RealTime IT News

Microsoft: CSI for the FTC

The U.S. Federal Trade Commission (FTC) brought charges against seven companies whose affiliates broke federal anti-spam laws, with help from Microsoft investigators.

The charges, brought under provisions of CAN-SPAM, held the companies responsible for actions of affiliate marketers who sent X-rated unsolicited e-mails. Microsoft's Internet Security division aided the investigation, which took more than a year.

The charges were filed under the Adult Labeling Rule provision of CAN-SPAM that requires e-mail containing pornographic material to use the phrase "SEXUALLY EXPLICIT" in the subject line of the message. They also must make sure that when an e-mail is opened, graphic sexual images aren't immediately displayed.

In a statement, Lydia Parnes, director of the Bureau of Consumer Protection, said X-rated e-mails that don't follow these guidelines are "electronic flashing."

In addition to lacking the required subject line, the FTC charged that the e-mails contained neither opt-out mechanisms nor a street address; both are required for all commercial e-mails.

"The adult labeling rule went into effect May 19 2004," said Jon Kraden, an attorney in the FTC's Bureau of Consumer Protection. "Once that rule went into effect, we knew we were going to want to bring enforcement actions under it."

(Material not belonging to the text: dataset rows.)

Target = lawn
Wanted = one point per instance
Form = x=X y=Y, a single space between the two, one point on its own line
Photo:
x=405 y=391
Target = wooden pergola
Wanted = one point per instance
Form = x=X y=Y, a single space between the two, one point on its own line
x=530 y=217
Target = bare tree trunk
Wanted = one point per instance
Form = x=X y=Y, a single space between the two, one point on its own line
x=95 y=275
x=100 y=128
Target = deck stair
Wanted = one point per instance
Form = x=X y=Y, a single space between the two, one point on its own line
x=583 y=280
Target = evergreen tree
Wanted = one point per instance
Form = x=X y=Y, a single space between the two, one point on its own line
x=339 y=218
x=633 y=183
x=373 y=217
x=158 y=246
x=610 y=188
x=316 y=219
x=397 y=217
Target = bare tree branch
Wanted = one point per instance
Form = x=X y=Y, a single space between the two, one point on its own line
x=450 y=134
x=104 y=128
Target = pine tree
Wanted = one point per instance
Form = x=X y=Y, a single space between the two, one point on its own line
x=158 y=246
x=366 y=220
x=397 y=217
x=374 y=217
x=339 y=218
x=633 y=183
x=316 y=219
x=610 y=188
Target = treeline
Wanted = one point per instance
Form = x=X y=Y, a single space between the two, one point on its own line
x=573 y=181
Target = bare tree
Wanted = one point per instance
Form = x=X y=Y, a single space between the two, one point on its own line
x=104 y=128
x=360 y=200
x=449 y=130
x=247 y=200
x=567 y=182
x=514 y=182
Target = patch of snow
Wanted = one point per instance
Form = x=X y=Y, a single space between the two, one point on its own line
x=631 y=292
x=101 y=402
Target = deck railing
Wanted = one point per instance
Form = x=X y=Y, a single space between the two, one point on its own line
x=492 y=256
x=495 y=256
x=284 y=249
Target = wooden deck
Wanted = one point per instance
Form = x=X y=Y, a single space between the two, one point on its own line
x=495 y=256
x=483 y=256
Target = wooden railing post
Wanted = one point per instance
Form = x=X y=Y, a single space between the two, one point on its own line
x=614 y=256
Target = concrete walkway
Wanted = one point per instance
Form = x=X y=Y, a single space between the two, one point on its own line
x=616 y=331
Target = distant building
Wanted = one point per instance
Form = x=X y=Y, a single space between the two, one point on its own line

FTC investigators pored through the hundreds of thousands of e-mails submitted by consumers to identify targets, Kraden said. Then, the agency enlisted Microsoft, which did a similar analysis on its own spam archive, gleaned from over 130,000 "trap accounts."

Microsoft has opened more than 130,000 e-mail accounts at MSN Hotmail, according to Aaron Kornblum, a Microsoft Internet Safety Enforcement attorney. The accounts, which don't belong to anyone and are never used in any way, sit outside MSN's filters. Eventually, they begin to receive spam due to dictionary attacks in which spammers send e-mails to randomly generated addresses.

"We looked for illegal spam in our trap accounts that were advertising the Web domains the FTC was looking closely at," Kornblum said. The group's 12-person Internet safety team then tried to identify the senders and the companies on whose behalf the spam was sent. "In the process, we captured a lot of evidence," he said.

The investigators converted much of the spam to PDF files to preserve it, because links in pornographic e-mail typically don't stay active for long, Kornblum said. "Federal prosecutors need to preserve that evidence in a format that would be useful at trial."

The cases announced today by the FTC are all against companies who employed spammers; none of the cases are against individual spammers.

"We felt we could have a bigger impact on the problem by focusing on the adult entertainment companies that were funding a lot of x-rated spam that was sent," the FTC's Kraden said. He added that the FTC has gone after individual spammers in the past, and it will do so again.

Of the seven companies charged on Wednesday, four already have reached settlements with the Commission. BangBros.com will pay $650,000 in civil penalties; MD Media will shell out $238,743; APC Entertainment was dinged with a $220,000 charge; and Pure Marketing Solutions and Internet Matrix Technology will together pay $50,000. The settlements contain record-keeping provisions to allow the FTC to monitor the defendants’ compliance with the orders.

The FTC filed U.S. District Court suits against the other three companies that didn't settle: TJ Web Productions, Cyberheat and Impulse Media. The suits seek civil penalties and a permanent bar on the illegal marketing.